People have to accept the test, they have to participate. So, of course, there might be some aversion when doing that at home, but anyway you have to take the stool samples. In Finland we have noticed that the acceptance is quite good because two out of three participate.
What is the protocol you are using in this study?
We test people aged from 60 to 69 years old and they have the test every two years, male and female. So everybody who is willing to participate takes five rounds. This is the other half and the other half serves as a control so they do nothing, they are not contacted in any way.
How practical was it to implement this programme?
People accepted it quite nicely, they were ready to participate. The programme has also shown that the whole screening chain is feasible, it’s practical, it can be done. Because if the person tests positive he or she has to be referred for further examination which usually means a full colonoscopy. So this whole chain includes also the usual primary healthcare levels, so they have to have access to do these colonoscopies or refer patients to colonoscopies to hospitals.
If you do detect an early case you can save costs on therapy later on?
The purpose is to find cancer so early that it’s easier to cure and the treatment is easier for the patient and there’s less costs. Also, you can prevent, I hope, some cancers by taking out adenomas which are precancerous lesions which can turn to cancer later. So in that way you can also reduce the incidence of cancer.
What are the issues with the view that screening is reducing the mortality rate of colon cancer?
It has been shown that with this test bowel cancer mortality can be decreased but this Finnish study is a real population-based study; in previous trials there has been some selection of the population where they do this trial. In our country we really screen a normal population so in that sense it’s more informative and also, obviously, because you compare the control group and the screened group.
What would you like cancer doctors to take from this, especially those treating older patients?
For an oncologist, oncologists usually treat patients who have cancer so for them the message is only that this is something we have to study further. But the message to the GPs is that if there’s a screening programme going on we advise to participate in that.
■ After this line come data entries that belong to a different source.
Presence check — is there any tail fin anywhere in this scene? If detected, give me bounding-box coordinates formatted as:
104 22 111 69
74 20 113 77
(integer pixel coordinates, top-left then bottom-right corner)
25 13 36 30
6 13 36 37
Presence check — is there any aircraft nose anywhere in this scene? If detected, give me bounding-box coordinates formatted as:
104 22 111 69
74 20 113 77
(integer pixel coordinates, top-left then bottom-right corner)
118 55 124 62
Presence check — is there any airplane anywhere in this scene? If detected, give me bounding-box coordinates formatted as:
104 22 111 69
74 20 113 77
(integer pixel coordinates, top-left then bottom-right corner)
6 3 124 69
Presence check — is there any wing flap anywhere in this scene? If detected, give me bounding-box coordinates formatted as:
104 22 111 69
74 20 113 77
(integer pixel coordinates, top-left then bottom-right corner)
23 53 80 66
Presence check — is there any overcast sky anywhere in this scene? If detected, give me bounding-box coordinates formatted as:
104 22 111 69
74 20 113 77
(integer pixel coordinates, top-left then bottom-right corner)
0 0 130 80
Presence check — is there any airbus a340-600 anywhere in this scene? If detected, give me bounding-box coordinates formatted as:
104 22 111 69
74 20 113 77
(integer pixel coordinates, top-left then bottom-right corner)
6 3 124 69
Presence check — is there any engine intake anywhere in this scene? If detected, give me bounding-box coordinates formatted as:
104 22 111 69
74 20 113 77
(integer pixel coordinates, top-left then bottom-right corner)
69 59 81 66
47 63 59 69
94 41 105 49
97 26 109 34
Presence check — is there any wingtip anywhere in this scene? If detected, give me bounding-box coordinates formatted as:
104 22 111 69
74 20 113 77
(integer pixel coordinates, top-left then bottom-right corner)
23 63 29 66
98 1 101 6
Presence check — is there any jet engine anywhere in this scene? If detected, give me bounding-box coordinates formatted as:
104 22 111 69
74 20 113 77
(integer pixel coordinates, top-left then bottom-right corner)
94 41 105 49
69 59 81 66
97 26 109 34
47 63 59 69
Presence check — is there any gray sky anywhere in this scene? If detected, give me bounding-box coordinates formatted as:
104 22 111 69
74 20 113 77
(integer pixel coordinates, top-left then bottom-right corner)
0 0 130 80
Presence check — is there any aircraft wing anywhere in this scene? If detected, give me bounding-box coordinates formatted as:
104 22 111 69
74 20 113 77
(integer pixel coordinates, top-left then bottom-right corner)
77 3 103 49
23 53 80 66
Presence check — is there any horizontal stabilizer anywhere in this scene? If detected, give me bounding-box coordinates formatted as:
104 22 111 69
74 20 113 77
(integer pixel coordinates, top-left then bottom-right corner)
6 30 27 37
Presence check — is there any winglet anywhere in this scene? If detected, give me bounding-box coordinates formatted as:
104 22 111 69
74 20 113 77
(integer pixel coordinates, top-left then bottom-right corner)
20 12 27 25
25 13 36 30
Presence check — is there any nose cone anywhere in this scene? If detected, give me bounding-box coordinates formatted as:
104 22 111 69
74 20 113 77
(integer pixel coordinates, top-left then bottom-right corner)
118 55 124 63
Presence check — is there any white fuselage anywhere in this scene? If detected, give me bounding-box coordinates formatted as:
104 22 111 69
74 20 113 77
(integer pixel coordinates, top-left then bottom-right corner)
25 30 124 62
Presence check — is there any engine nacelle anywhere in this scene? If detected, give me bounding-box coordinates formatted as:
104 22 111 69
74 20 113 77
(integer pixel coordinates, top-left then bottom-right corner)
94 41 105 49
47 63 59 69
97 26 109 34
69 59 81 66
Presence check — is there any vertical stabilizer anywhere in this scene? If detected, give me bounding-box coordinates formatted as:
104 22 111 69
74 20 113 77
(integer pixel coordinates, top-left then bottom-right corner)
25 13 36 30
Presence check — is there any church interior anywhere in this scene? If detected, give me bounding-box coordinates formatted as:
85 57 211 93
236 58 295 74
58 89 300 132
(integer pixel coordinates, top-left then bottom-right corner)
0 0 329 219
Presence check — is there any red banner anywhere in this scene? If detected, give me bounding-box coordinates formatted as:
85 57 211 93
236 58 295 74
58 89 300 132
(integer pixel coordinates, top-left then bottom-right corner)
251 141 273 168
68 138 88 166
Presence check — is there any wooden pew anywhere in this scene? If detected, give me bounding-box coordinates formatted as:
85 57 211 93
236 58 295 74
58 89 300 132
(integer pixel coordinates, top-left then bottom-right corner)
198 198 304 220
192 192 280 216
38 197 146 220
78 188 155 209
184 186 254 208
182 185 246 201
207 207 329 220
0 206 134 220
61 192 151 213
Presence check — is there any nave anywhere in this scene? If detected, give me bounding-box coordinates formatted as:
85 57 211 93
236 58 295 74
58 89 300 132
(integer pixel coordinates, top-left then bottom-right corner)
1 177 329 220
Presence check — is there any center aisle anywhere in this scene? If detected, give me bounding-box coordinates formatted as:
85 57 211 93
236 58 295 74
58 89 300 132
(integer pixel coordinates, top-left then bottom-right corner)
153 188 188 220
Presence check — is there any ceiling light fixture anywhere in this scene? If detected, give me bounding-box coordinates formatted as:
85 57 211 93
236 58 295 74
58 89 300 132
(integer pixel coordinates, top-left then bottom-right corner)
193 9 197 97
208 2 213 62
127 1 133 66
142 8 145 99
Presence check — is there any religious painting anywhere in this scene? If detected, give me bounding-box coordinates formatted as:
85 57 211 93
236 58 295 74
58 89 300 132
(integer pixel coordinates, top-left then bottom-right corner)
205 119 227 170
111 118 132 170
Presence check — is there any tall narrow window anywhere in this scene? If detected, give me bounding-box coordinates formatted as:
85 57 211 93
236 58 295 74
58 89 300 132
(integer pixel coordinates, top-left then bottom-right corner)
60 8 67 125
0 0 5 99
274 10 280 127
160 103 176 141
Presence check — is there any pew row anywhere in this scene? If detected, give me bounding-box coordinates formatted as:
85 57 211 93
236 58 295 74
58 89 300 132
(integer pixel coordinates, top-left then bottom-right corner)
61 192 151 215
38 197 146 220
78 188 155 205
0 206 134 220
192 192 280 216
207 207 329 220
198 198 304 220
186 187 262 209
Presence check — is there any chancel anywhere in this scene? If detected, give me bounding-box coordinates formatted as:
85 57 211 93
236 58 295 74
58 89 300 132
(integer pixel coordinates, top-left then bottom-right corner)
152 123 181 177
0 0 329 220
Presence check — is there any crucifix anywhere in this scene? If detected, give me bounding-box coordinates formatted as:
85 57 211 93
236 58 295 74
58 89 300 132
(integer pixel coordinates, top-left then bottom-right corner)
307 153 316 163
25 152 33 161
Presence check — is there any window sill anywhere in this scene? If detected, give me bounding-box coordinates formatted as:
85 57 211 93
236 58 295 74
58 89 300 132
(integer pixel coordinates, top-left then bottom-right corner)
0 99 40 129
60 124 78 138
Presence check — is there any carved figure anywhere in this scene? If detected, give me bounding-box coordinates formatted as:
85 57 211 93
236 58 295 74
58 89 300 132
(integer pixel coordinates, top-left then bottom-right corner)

What about doctors’ opinion on how valuable screening is?
There are many debates going on, especially on prostate cancer but also on breast cancer screening these days. Perhaps it also reflects the financial problems many countries suffer from because you have to divide resources to many different directions.
Would you advise primary care physicians to be more cautious in recommending patients for this treatment?
At this point I can only say that when we study enough we know. But for those patients who have symptoms, even mild ones, which could point to colorectal cancer of course it’s necessary to have their bowel examined by full colonoscopy in those cases.